Er verbeugte sich vor der Äbtissin bis auf den Boden; dann schnellte er auf und stellte sich bolzgrad wie ein Tatzenstecken, vor die Kinderschar, hob die Hand hoch und krähte: »Laudate pueri nomen Dominae Annae de Hewen, monasterii turicensis abbatissae! Laudate, glorificate, juhubilate!«

Und jetzt brach die Schar gar gewaltig los:

        »Gegrüßt sei Euer Frauen Gnad
Zum heil'gen Namenstag!
Gott streu Euch Rosen auf den Pfad
Zu jedem Glockenschlag!

Das gebe Gott, daß Euer Herz
Weiß bleib' wie Eure Hand!
Er leit' Euch dran einst himmelwärts
In ein glückselig Land.

Still hörte die Äbtissin den Glückwunschgesang an, und als er zu Ende war, schlich ihr eine Träne über die Wange.
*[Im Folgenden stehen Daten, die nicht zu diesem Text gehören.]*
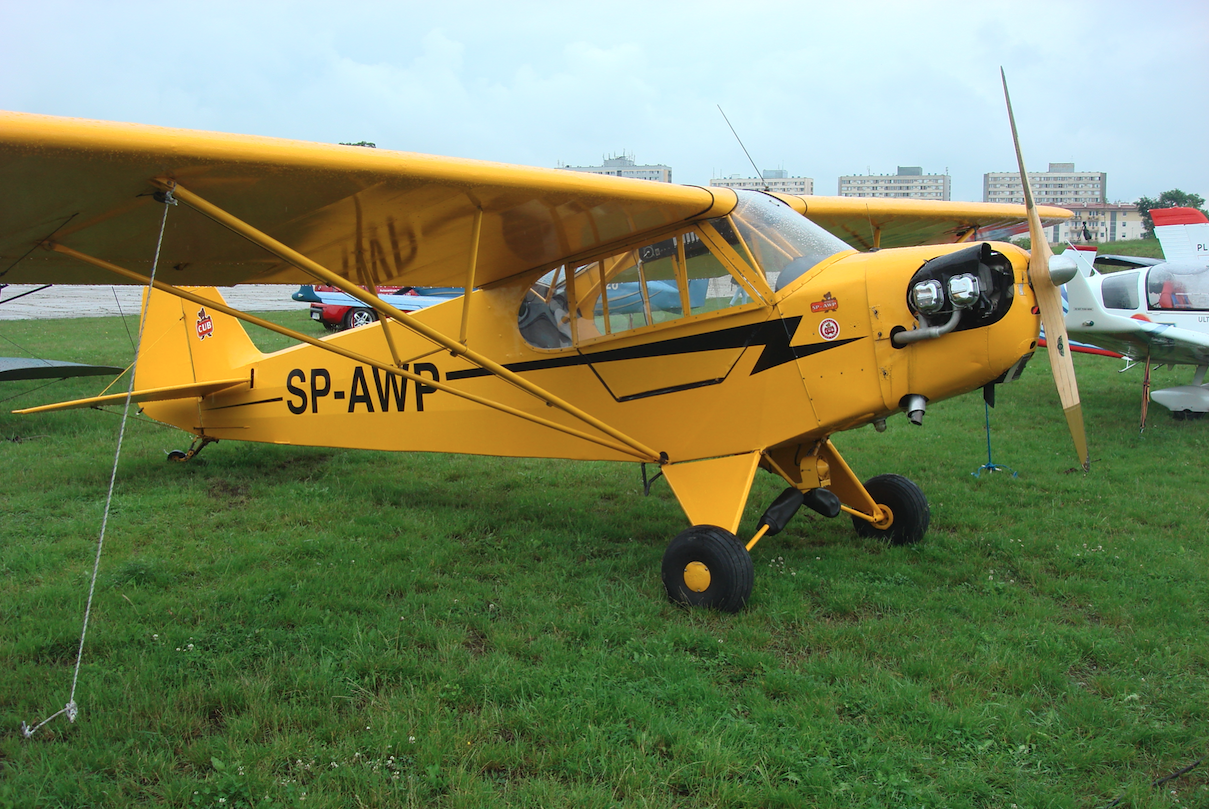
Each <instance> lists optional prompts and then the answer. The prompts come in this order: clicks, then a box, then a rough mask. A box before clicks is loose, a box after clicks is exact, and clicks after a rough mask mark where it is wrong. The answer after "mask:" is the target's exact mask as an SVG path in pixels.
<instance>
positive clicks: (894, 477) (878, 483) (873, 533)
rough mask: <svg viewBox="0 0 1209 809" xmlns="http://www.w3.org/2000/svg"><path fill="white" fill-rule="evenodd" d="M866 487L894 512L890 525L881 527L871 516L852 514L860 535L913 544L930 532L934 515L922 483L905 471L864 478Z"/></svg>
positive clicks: (893, 512)
mask: <svg viewBox="0 0 1209 809" xmlns="http://www.w3.org/2000/svg"><path fill="white" fill-rule="evenodd" d="M864 489H866V490H867V491H868V492H869V495H870V496H872V497H873V501H874V502H875V503H877V504H878V505H885V507H886V508H889V509H890V513H891V514H892V515H893V522H891V524H890V527H887V528H879V527H877V526H874V525H873V524H872V522H869V521H868V520H862V519H861V518H858V516H854V518H852V527H854V528H856V533H857V536H861V537H877V538H880V539H886V541H889V542H890V544H891V545H912V544H915V543H916V542H919V541H920V539H922V538H924V534H925V533H927V524H929V522H930V521H931V519H932V513H931V509H929V507H927V498H926V497H924V492H922V491H920V489H919V486H916V485H915V484H913V482H912V481H909V480H907V479H906V478H903V476H902V475H878V476H877V478H869V479H868V480H866V481H864Z"/></svg>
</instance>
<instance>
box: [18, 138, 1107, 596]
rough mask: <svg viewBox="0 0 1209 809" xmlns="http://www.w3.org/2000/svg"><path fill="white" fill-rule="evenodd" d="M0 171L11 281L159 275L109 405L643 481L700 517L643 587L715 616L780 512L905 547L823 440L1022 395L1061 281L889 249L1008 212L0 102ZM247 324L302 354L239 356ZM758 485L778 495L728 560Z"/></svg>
mask: <svg viewBox="0 0 1209 809" xmlns="http://www.w3.org/2000/svg"><path fill="white" fill-rule="evenodd" d="M0 181H2V184H4V187H5V190H6V193H5V195H4V196H2V198H0V256H2V259H4V261H2V266H4V267H6V268H7V270H6V271H5V272H6V275H7V276H8V277H10V278H8V279H10V281H23V282H24V281H29V279H54V281H56V282H59V283H65V282H75V283H85V282H87V283H97V282H114V281H125V282H134V283H141V284H147V285H149V287H150V288H151V289H150V291H149V293H147V295H146V297H145V306H144V311H143V325H141V331H143V336H141V342H140V345H141V347H140V349H139V354H138V358H137V360H135V371H134V380H133V387H134V392H133V399H134V400H137V401H139V403H141V406H143V410H144V412H145V414H146V415H147V416H150V417H151V418H156V420H158V421H162V422H166V423H169V424H174V426H177V427H179V428H180V429H183V430H186V432H190V433H192V434H193V435H195V437H196V440H195V443H193V447H192V449H191V450H190V452H189V453H187V455H189V456H191V455H192V453H193V452H195V451H196V450H198V449H201V446H202V445H204V444H207V443H210V441H216V440H227V439H231V440H249V441H271V443H278V444H300V445H317V444H318V445H328V446H341V447H364V449H372V450H400V451H444V452H467V453H480V455H497V456H517V457H546V458H575V460H607V461H623V462H635V463H640V462H641V463H655V464H659V466H660V467H661V472H663V475H664V476H665V478H666V480H667V482H669V484H670V485H671V489H672V491H673V492H675V496H676V498H677V499H678V502H679V504H681V507H682V508H683V509H684V513H686V514H687V515H688V520H689V522H690V524H692V527H690V528H688V530H687V531H684V532H683V533H681V534H679V536H677V537H676V538H675V539H672V542H671V544H670V545H669V548H667V551H666V554H665V556H664V562H663V578H664V583H665V585H666V590H667V595H669V596H670V597H671V599H672V600H673V601H677V602H683V603H688V605H705V606H711V607H715V608H719V609H724V611H737V609H740V608H741V607H742V606H744V605H745V603H746V601H747V599H748V596H750V594H751V590H752V582H753V566H752V560H751V555H750V551H751V549H752V547H753V545H754V543H756V542H757V541H758V539H759V538H760V537H763V536H769V534H775V533H777V532H779V531H780V530H781V528H783V527H785V524H786V522H787V521H788V519H789V518H791V516H792V515H793V514H794V512H797V510H798V508H799V507H800V505H803V504H805V505H806V507H809V508H811V509H814V510H815V512H818V513H821V514H825V515H827V516H832V518H834V516H838V515H840V514H841V513H846V514H849V515H850V516H851V518H852V524H854V526H855V527H856V531H857V533H860V534H862V536H872V537H885V538H887V539H889V541H890V542H892V543H910V542H916V541H919V539H920V538H921V537H922V536H924V533H925V532H926V531H927V527H929V519H930V512H929V505H927V501H926V498H925V497H924V495H922V492H920V490H919V489H918V487H916V486H915V485H914V484H912V482H910V481H908V480H907V479H904V478H901V476H898V475H893V474H880V475H877V476H874V478H872V479H869V480H866V481H864V482H862V481H861V479H860V478H857V475H856V473H854V472H852V470H851V469H850V468H849V466H848V464H846V463H845V462H844V460H843V457H841V456H840V452H839V450H838V449H837V447H835V445H834V444H833V443H832V440H831V438H832V435H834V434H835V433H840V432H843V430H848V429H852V428H856V427H861V426H863V424H870V423H872V424H875V426H880V424H881V423H883V422H884V421H885V420H886V418H889V417H890V416H892V415H895V414H898V412H902V411H906V412H907V414H908V415H909V417H910V418H912V421H915V422H916V423H919V421H920V420H921V418H922V416H924V411H925V408H926V405H927V404H929V403H932V401H938V400H942V399H947V398H949V397H954V395H958V394H961V393H965V392H967V391H971V389H976V388H979V387H983V386H987V385H989V383H994V382H1000V381H1005V380H1008V379H1012V377H1014V376H1016V375H1017V374H1018V372H1019V371H1020V369H1022V368H1023V366H1024V364H1025V363H1026V362H1028V359H1029V358H1030V357H1031V356H1032V353H1034V349H1035V347H1036V340H1037V328H1039V318H1037V310H1036V306H1037V301H1039V295H1037V294H1035V293H1034V289H1032V287H1037V288H1039V289H1043V290H1048V291H1049V293H1053V294H1057V287H1054V284H1053V281H1052V279H1051V278H1049V276H1048V272H1047V271H1046V268H1045V256H1043V254H1041V253H1037V254H1035V255H1034V260H1032V261H1034V262H1032V268H1031V285H1030V267H1029V255H1028V254H1026V253H1025V252H1024V250H1023V249H1020V248H1018V247H1014V245H1012V244H1007V243H990V242H978V243H958V244H929V245H916V247H904V248H898V249H889V244H892V243H904V242H909V241H910V239H913V238H919V239H921V241H922V239H927V241H933V242H938V241H950V242H951V241H958V242H960V241H961V239H968V238H971V237H972V236H973V233H976V232H977V231H978V229H982V227H1006V226H1010V225H1011V224H1012V223H1018V221H1020V220H1022V219H1023V218H1024V215H1025V210H1024V209H1023V208H1018V207H1011V206H990V204H976V203H958V204H929V203H922V204H908V203H907V202H903V201H886V200H879V201H869V204H868V206H866V204H863V202H864V201H861V202H862V204H860V206H854V204H852V202H854V201H851V200H841V201H828V200H826V198H815V197H792V196H781V195H769V193H760V192H754V191H731V190H728V189H716V187H710V189H705V187H689V186H675V185H664V184H656V183H647V181H640V180H625V179H618V178H608V177H596V175H586V174H578V173H571V172H560V171H554V169H537V168H520V167H513V166H501V164H492V163H482V162H473V161H465V160H452V158H442V157H429V156H420V155H409V154H400V152H386V151H383V150H374V151H370V150H364V149H352V148H346V146H330V145H318V144H306V143H294V141H283V140H270V139H264V138H251V137H235V135H225V134H213V133H199V132H184V131H170V129H161V128H154V127H145V126H132V125H122V123H103V122H96V121H80V120H65V119H52V117H42V116H34V115H22V114H2V115H0ZM1030 212H1031V214H1032V220H1034V221H1035V223H1036V227H1037V229H1040V226H1041V220H1040V218H1039V212H1037V210H1036V209H1035V208H1032V207H1031V206H1030ZM1064 213H1065V212H1060V210H1057V209H1047V210H1046V212H1045V214H1046V215H1047V216H1052V218H1055V219H1057V218H1062V216H1063V214H1064ZM804 214H805V215H804ZM811 216H817V221H823V223H827V224H828V225H829V226H831V227H833V229H834V230H837V231H838V232H846V233H862V238H863V237H866V236H869V237H872V239H873V242H874V243H875V244H878V243H880V247H883V248H885V249H878V250H872V252H867V253H858V252H857V250H855V249H852V248H850V247H849V244H848V243H845V242H844V241H841V239H840V238H838V237H837V236H835V235H833V233H832V232H828V230H826V229H825V227H823V226H820V225H818V224H816V221H812V220H811ZM1037 232H1040V230H1039V231H1037ZM920 233H922V236H920ZM913 235H914V236H913ZM1035 243H1036V242H1035ZM1042 243H1043V242H1042ZM1039 255H1040V256H1041V259H1039V258H1037V256H1039ZM251 281H255V282H258V283H273V282H280V283H294V284H297V283H326V284H331V285H334V287H336V288H339V289H342V290H343V291H345V293H346V294H348V295H351V296H352V297H354V299H357V300H359V301H360V302H361V304H363V305H364V306H366V307H369V308H372V310H374V311H375V312H376V313H377V316H378V320H377V322H376V323H374V324H371V325H366V327H364V328H359V329H354V330H351V331H345V333H341V334H336V335H331V336H324V337H322V339H320V337H313V336H310V335H306V334H301V333H295V331H291V330H289V329H285V328H283V327H278V325H274V324H270V323H266V322H264V320H261V319H259V318H256V317H254V316H250V314H247V313H242V312H237V311H235V310H232V308H231V307H229V306H227V305H226V304H225V302H224V301H222V299H221V296H220V295H219V294H218V293H216V291H215V290H214V289H212V288H210V287H213V285H226V284H233V283H237V282H251ZM199 285H202V287H199ZM383 285H395V287H398V285H424V287H442V285H458V287H462V288H463V289H464V290H465V291H467V294H465V295H463V296H462V297H459V299H456V300H451V301H449V302H445V304H439V305H435V306H430V307H427V308H424V310H422V311H416V312H412V313H405V312H401V311H399V310H398V308H395V307H394V306H392V305H391V304H389V302H387V301H386V300H383V299H382V297H380V296H377V295H375V294H374V293H372V291H369V290H375V289H377V288H378V287H383ZM363 287H365V289H363ZM656 293H658V294H656ZM237 318H238V319H237ZM239 319H242V320H245V322H249V323H255V324H260V325H264V327H266V328H271V329H273V330H276V331H279V333H282V334H287V335H289V336H291V337H293V339H295V340H297V341H300V342H302V343H306V345H301V346H295V347H293V348H288V349H284V351H279V352H276V353H271V354H262V353H260V352H259V351H258V349H256V348H255V347H254V346H253V343H251V341H250V340H249V339H248V336H247V334H245V333H244V330H243V328H242V325H241V323H239ZM1047 323H1048V322H1047ZM1052 328H1054V329H1057V330H1060V329H1062V317H1060V305H1059V310H1058V319H1057V322H1054V323H1053V325H1052ZM1063 339H1064V337H1063ZM1066 360H1068V364H1069V356H1068V357H1066ZM1054 365H1055V366H1060V363H1058V362H1055V363H1054ZM125 398H126V394H117V395H104V397H98V398H93V399H86V400H81V401H76V403H66V404H64V405H52V406H50V408H40V409H33V410H28V411H24V412H34V411H37V410H48V409H53V408H56V406H96V405H102V404H105V403H118V401H122V400H125ZM1075 410H1077V405H1076V406H1075ZM1081 451H1082V452H1083V457H1084V458H1086V450H1081ZM759 469H764V470H767V472H770V473H773V474H776V475H779V476H781V478H782V479H783V480H785V481H786V484H787V489H786V490H785V492H783V493H782V495H781V496H780V497H779V498H777V499H776V501H775V502H774V503H773V505H771V507H770V508H769V510H768V512H767V513H765V515H764V518H763V519H762V520H760V525H759V527H758V531H756V532H754V537H753V538H751V539H748V541H747V542H744V541H740V539H739V538H737V536H736V534H737V532H739V530H740V519H741V515H742V512H744V507H745V503H746V501H747V497H748V491H750V487H751V485H752V480H753V476H754V475H756V473H757V470H759Z"/></svg>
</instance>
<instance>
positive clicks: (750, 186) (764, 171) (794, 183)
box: [710, 168, 815, 195]
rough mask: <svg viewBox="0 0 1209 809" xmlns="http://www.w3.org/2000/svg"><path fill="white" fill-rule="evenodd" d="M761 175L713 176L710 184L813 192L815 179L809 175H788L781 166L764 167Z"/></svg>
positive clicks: (726, 185) (781, 190)
mask: <svg viewBox="0 0 1209 809" xmlns="http://www.w3.org/2000/svg"><path fill="white" fill-rule="evenodd" d="M760 174H762V177H740V175H737V174H731V175H730V177H722V178H715V179H712V180H710V185H713V186H718V187H723V189H751V190H753V191H763V190H765V189H768V190H769V191H776V192H779V193H796V195H808V193H814V192H815V181H814V179H812V178H809V177H789V172H788V171H786V169H783V168H773V169H764V171H763V172H760Z"/></svg>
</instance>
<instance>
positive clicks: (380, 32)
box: [0, 0, 1209, 201]
mask: <svg viewBox="0 0 1209 809" xmlns="http://www.w3.org/2000/svg"><path fill="white" fill-rule="evenodd" d="M1000 65H1002V67H1003V68H1005V69H1006V71H1007V79H1008V82H1010V86H1011V91H1012V99H1013V104H1014V106H1016V115H1017V122H1018V125H1019V127H1020V137H1022V139H1023V146H1024V156H1025V160H1026V162H1028V166H1029V168H1030V169H1031V171H1043V169H1045V168H1046V166H1047V163H1048V162H1074V163H1075V164H1076V168H1077V169H1088V171H1103V172H1107V175H1109V179H1107V196H1109V200H1110V201H1115V200H1120V201H1134V200H1136V198H1138V197H1139V196H1143V195H1146V196H1152V197H1153V196H1157V195H1158V193H1161V192H1162V191H1165V190H1168V189H1172V187H1180V189H1182V190H1185V191H1191V192H1196V193H1201V195H1202V196H1207V197H1209V156H1207V154H1205V133H1207V132H1209V120H1207V119H1209V103H1207V93H1205V91H1207V86H1205V82H1207V79H1209V4H1207V2H1205V1H1204V0H1182V1H1180V0H1150V1H1149V2H1140V1H1136V0H1134V1H1129V2H1123V1H1118V0H1081V1H1078V2H1065V1H1063V0H1051V1H1048V2H1032V1H1031V0H1016V1H1013V2H995V1H987V0H980V1H976V2H970V1H965V2H942V1H937V2H929V1H926V0H924V1H920V0H916V1H913V2H906V1H897V2H861V1H858V0H849V1H838V0H829V1H827V2H811V1H806V0H798V1H796V2H763V1H759V0H744V1H741V2H713V1H708V0H706V1H698V2H658V1H654V2H650V1H648V2H624V1H623V2H619V1H609V2H602V4H597V5H591V4H568V2H559V4H546V2H498V1H496V2H458V1H456V0H447V1H446V2H444V4H441V5H440V7H438V4H436V2H435V0H434V1H428V2H422V4H412V2H381V4H375V2H357V1H355V0H346V1H343V2H332V1H331V0H328V1H325V2H291V4H285V2H262V1H260V0H243V1H242V2H224V1H212V2H204V4H203V2H164V1H162V0H161V1H157V2H121V1H117V0H115V1H109V2H83V1H80V2H54V1H48V0H41V2H39V4H36V5H35V4H34V2H24V1H21V0H0V109H7V110H17V111H27V112H45V114H51V115H69V116H80V117H91V119H105V120H115V121H134V122H140V123H155V125H162V126H173V127H186V128H193V129H214V131H220V132H239V133H250V134H262V135H273V137H282V138H296V139H302V140H318V141H329V143H331V141H342V140H343V141H348V140H371V141H375V143H376V144H377V145H378V148H382V149H398V150H406V151H418V152H428V154H436V155H455V156H459V157H476V158H482V160H493V161H502V162H509V163H522V164H530V166H548V167H554V166H557V164H560V162H561V163H563V164H571V166H588V164H598V163H600V162H601V158H602V157H603V156H606V155H614V154H620V152H623V151H624V152H630V154H632V155H634V156H635V157H636V160H637V162H638V163H666V164H669V166H671V167H672V169H673V179H675V180H676V181H678V183H689V184H699V185H704V184H707V183H708V181H710V178H711V177H727V175H730V174H741V175H744V177H748V175H753V174H754V172H753V169H752V167H751V164H750V163H748V161H747V158H746V157H745V155H744V151H742V149H741V148H740V146H739V144H737V143H736V140H735V138H734V135H733V134H731V133H730V129H729V128H728V127H727V123H725V121H724V120H723V119H722V115H721V114H719V112H718V105H721V106H722V108H723V109H724V110H725V114H727V116H728V117H729V119H730V122H731V123H733V125H734V127H735V129H736V131H737V132H739V134H740V137H741V138H742V139H744V143H745V144H746V146H747V149H748V151H750V152H751V155H752V157H753V158H754V160H756V163H757V164H758V166H759V168H760V169H768V168H785V169H787V171H788V172H789V174H791V175H805V177H812V178H814V180H815V192H816V193H835V192H837V186H835V183H837V178H838V177H839V175H840V174H863V173H868V172H872V173H875V174H879V173H886V174H892V173H895V171H896V167H898V166H921V167H922V168H924V172H925V173H944V172H945V171H948V173H949V174H951V177H953V197H954V198H955V200H980V198H982V175H983V173H984V172H991V171H1014V167H1016V160H1014V155H1013V152H1012V144H1011V135H1010V132H1008V126H1007V116H1006V114H1005V109H1003V99H1002V91H1001V89H1000V81H999V68H1000Z"/></svg>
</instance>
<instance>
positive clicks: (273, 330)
mask: <svg viewBox="0 0 1209 809" xmlns="http://www.w3.org/2000/svg"><path fill="white" fill-rule="evenodd" d="M44 245H45V247H46V248H47V249H50V250H54V252H56V253H62V254H63V255H69V256H71V258H73V259H79V260H80V261H85V262H87V264H91V265H93V266H94V267H100V268H102V270H108V271H110V272H114V273H116V275H118V276H123V277H126V278H131V279H132V281H137V282H139V283H141V284H146V283H147V282H149V281H150V279H149V278H147V277H146V276H143V275H139V273H137V272H133V271H131V270H126V268H123V267H120V266H117V265H116V264H110V262H109V261H105V260H104V259H98V258H96V256H92V255H88V254H86V253H80V252H79V250H73V249H71V248H69V247H64V245H63V244H57V243H54V242H47V243H44ZM150 285H151V287H155V288H156V289H158V290H160V291H163V293H168V294H169V295H175V296H177V297H183V299H185V300H186V301H192V302H195V304H201V305H202V306H206V307H208V308H213V310H218V311H219V312H222V313H224V314H230V316H231V317H235V318H239V319H241V320H244V322H247V323H251V324H253V325H259V327H261V328H264V329H268V330H270V331H276V333H277V334H279V335H283V336H287V337H289V339H290V340H297V341H299V342H305V343H308V345H312V346H314V347H316V348H323V349H324V351H329V352H331V353H334V354H339V356H340V357H345V358H346V359H351V360H353V362H354V363H360V364H363V365H370V366H372V368H377V369H378V370H382V371H386V372H387V374H394V375H397V376H401V377H403V379H405V380H411V381H413V382H420V383H422V385H427V386H429V387H434V388H436V389H438V391H444V392H446V393H451V394H453V395H456V397H459V398H462V399H467V400H469V401H473V403H475V404H479V405H482V406H484V408H492V409H493V410H499V411H501V412H505V414H508V415H510V416H516V417H517V418H523V420H525V421H531V422H533V423H534V424H540V426H542V427H549V428H550V429H556V430H559V432H560V433H566V434H567V435H573V437H575V438H582V439H584V440H585V441H591V443H592V444H598V445H601V446H605V447H608V449H611V450H614V451H617V452H623V453H625V455H629V456H631V457H635V458H638V460H640V461H650V460H652V458H649V457H647V456H644V455H641V453H640V452H637V451H635V449H632V447H631V446H629V445H627V444H620V443H617V441H612V440H608V439H607V438H602V437H600V435H591V434H589V433H584V432H582V430H578V429H574V428H573V427H567V426H565V424H560V423H557V422H553V421H549V420H548V418H542V417H540V416H534V415H532V414H528V412H525V411H523V410H517V409H516V408H511V406H509V405H505V404H503V403H499V401H492V400H491V399H486V398H484V397H480V395H475V394H473V393H468V392H465V391H459V389H457V388H455V387H451V386H449V385H446V383H445V382H438V381H436V380H433V379H429V377H427V376H421V375H417V374H412V372H411V371H405V370H403V369H401V368H398V366H395V365H389V364H388V363H383V362H381V360H377V359H374V358H371V357H366V356H364V354H360V353H358V352H355V351H348V349H347V348H342V347H340V346H336V345H332V343H330V342H326V341H324V340H318V339H316V337H312V336H311V335H306V334H302V333H301V331H295V330H294V329H289V328H287V327H283V325H278V324H276V323H273V322H271V320H265V319H262V318H259V317H256V316H255V314H249V313H247V312H241V311H239V310H236V308H231V307H230V306H226V305H225V304H219V302H218V301H214V300H210V299H209V297H202V296H201V295H195V294H193V293H190V291H189V290H186V289H180V288H179V287H173V285H172V284H166V283H163V282H162V281H154V282H150ZM242 381H245V380H236V381H231V382H224V383H222V385H224V386H225V387H229V386H230V385H233V383H235V382H242ZM195 387H196V386H195ZM208 393H213V391H208ZM122 395H123V397H125V395H126V394H122ZM65 404H70V405H75V406H80V405H81V401H74V403H65ZM82 404H93V403H92V401H91V400H88V401H83V403H82ZM51 409H63V408H62V406H60V405H50V406H47V408H44V409H42V410H51ZM655 460H658V458H655Z"/></svg>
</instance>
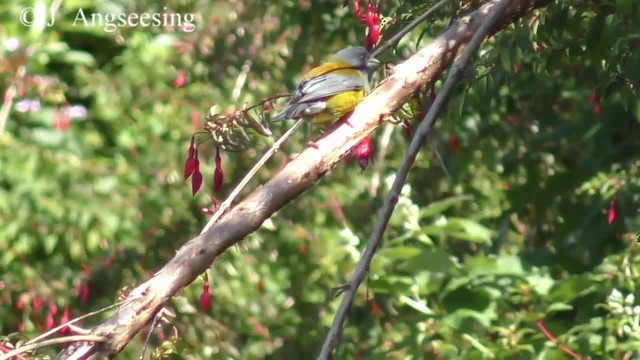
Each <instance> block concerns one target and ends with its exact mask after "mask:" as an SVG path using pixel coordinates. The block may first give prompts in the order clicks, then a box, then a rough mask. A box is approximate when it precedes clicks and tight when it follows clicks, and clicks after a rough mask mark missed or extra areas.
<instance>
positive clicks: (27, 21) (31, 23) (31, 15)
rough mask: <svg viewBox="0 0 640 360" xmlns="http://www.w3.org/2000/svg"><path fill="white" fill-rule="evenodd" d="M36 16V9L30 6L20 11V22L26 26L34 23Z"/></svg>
mask: <svg viewBox="0 0 640 360" xmlns="http://www.w3.org/2000/svg"><path fill="white" fill-rule="evenodd" d="M34 17H35V16H34V9H33V7H32V6H28V7H26V8H24V9H22V11H20V23H21V24H22V25H24V26H31V25H33V20H34Z"/></svg>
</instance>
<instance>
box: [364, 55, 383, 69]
mask: <svg viewBox="0 0 640 360" xmlns="http://www.w3.org/2000/svg"><path fill="white" fill-rule="evenodd" d="M378 65H380V60H378V59H376V58H374V57H373V56H371V57H369V59H368V60H367V68H375V67H378Z"/></svg>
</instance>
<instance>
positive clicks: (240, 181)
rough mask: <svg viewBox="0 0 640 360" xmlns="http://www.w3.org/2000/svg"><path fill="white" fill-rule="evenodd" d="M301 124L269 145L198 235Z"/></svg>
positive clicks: (239, 193)
mask: <svg viewBox="0 0 640 360" xmlns="http://www.w3.org/2000/svg"><path fill="white" fill-rule="evenodd" d="M303 122H304V120H303V119H300V120H298V121H296V123H295V124H293V126H292V127H291V128H290V129H289V130H288V131H287V132H286V133H284V135H282V136H281V137H280V138H279V139H278V141H276V142H275V143H273V145H271V148H269V150H268V151H267V152H266V153H265V154H264V155H262V158H260V160H259V161H258V162H257V163H256V164H255V165H253V167H252V168H251V170H249V172H248V173H247V175H245V176H244V178H242V180H241V181H240V182H239V183H238V185H237V186H236V187H235V189H233V191H232V192H231V193H230V194H229V196H228V197H227V199H226V200H225V201H223V202H222V204H220V207H219V208H218V210H217V211H216V212H215V213H214V214H213V215H212V216H211V218H210V219H209V221H208V222H207V225H205V226H204V228H202V231H201V232H200V234H204V233H205V232H206V231H207V230H209V228H211V226H212V225H213V224H215V222H216V221H218V219H220V217H221V216H222V214H224V213H225V212H226V211H227V209H229V208H230V207H231V203H233V200H235V198H236V196H238V194H240V191H242V189H244V187H245V186H246V185H247V184H248V183H249V181H250V180H251V179H252V178H253V176H254V175H255V174H256V173H257V172H258V170H260V168H261V167H262V166H263V165H264V164H265V163H266V162H267V161H268V160H269V159H270V158H271V156H273V154H275V153H276V151H278V149H280V146H282V144H283V143H284V142H285V141H286V140H287V139H288V138H289V137H291V135H293V133H294V132H295V131H296V130H298V128H299V127H300V125H302V123H303Z"/></svg>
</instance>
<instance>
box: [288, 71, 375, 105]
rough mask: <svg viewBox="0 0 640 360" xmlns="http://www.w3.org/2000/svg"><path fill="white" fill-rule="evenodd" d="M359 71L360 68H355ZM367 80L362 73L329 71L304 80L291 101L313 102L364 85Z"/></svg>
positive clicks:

Dann aber hieß sie schwermütig lächelnd, Kratzschreiber und Kinder herantreten, dankte ihnen und winkte ihren Kammerfrauen, die Körbe heranzutragen. Die glänzenden Augen der Kleinen hatten sie schon längst erspäht und ihr Gesang mochte mehr an sie gerichtet sein als an ihre Spenderin.

Jetzt bedeutete Babeli, die ältere Kammerfrau den Kindern, jedes dürfe eine Semmel aus dem Korb nehmen, welchen Wink sie sogleich und schön der Reihe nach befolgten.

Da kam aber ein Büblein mit einem Triefnäschen und das nahm zwei Semmel aus dem Korb.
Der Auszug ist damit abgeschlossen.